The old-fashioned presidential debate has become, well, old-fashioned. At this point, does anyone really care about the endless array of statistics – real and imagined, and no doubt for the most part ginned up – that the two candidates recited endlessly last night? Both men looked haggard, especially the president. No doubt both had been cramming their brains full of these useless fake factoids for weeks. Really, what they should’ve done is hung out by the pool for a day or two beforehand to collect their thoughts.
There is something awkward and indeed strange about receiving detailed economic plans for the first time in oral form. What are we, the citizens of a society based on oral tradition? There is this little thing called the Internet. Why don’t the two sides post the details of, for example, their economic plans online months before the debates?

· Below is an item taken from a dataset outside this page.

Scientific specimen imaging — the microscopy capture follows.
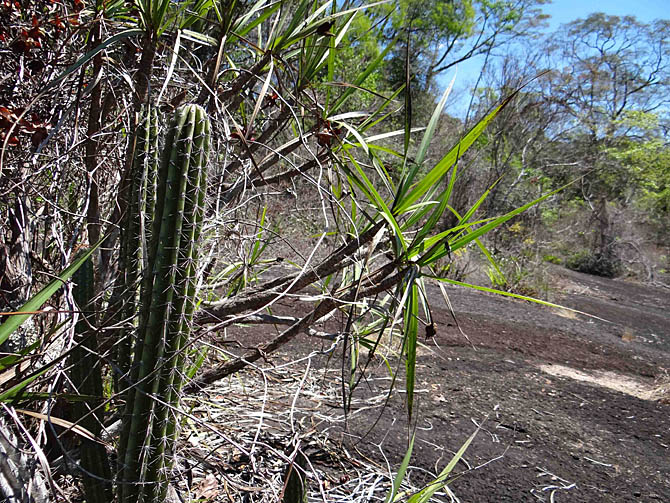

Let the media, experts, the Congressional budget office, etc. analyze the plans so that they have been fully synthesized by the public before the two candidates meet.
Presidential debates are a chance for the public to compare and contrast to visions of the way that the country should move forward – or, in a democracy, multiple visions. But we don’t have that. But I digress.
Obama seemed especially exhausted, like a college kid who it spent the night studying the night before. Overall, I would give the advantage to Romney, but not because Romney was particularly impressive. One edge that Romney did have was his ability to tap into personal stories, such as the unemployed folks he met in Dayton, Ohio.
Both men, but particularly Pres. Obama, look like college kids who had spent the night before cramming for an exam. They were rote and robotic and uninspiring and uninspired.
Voters need to know what each candidate’s vision is for the country. Instead, especially from the president, we got different “approaches.” Pres. Obama said, I have a different approach to this from Mitt Romney. I have a different approach to that. We don’t need approaches.
Pres. Obama seems bloodless. Which, considering that he was standing next to Mitt Romney, is saying something. Why didn’t he talk about his vision?
If I had been standing there, I would have talked about the country that is possible. A country in which nobody is sleeping outside due to lack of money. A country where losing your job doesn’t mean losing your dignity. The country in which a CEO is not allowed to pay himself $40 million the same year that he fires thousands of employees.
I would talk about building a country with different priorities, such as one that does not squander trillions of dollars on stupid, counterproductive, brutal wars while millions of our citizens are starving and denying themselves medical care. I would talk about the need to provide a college education to everyone who wants and qualifies for one. I would talk about the need to rebuild our infrastructure from the ground up, and talk about the lack of dignity created by this system.
Even within the constructs of capitalism – the most evil, reprehensible, discriminatory economic system ever conceived – there is still space to argue for the kind of reforms that would not only make most people’s lives better, but would save the system from the inevitable collapse and or revolution to come. Once again, both standardbearers of the major political parties squander their opportunity to show that there is any way out, or that reform is possible. Maybe that is because it is not.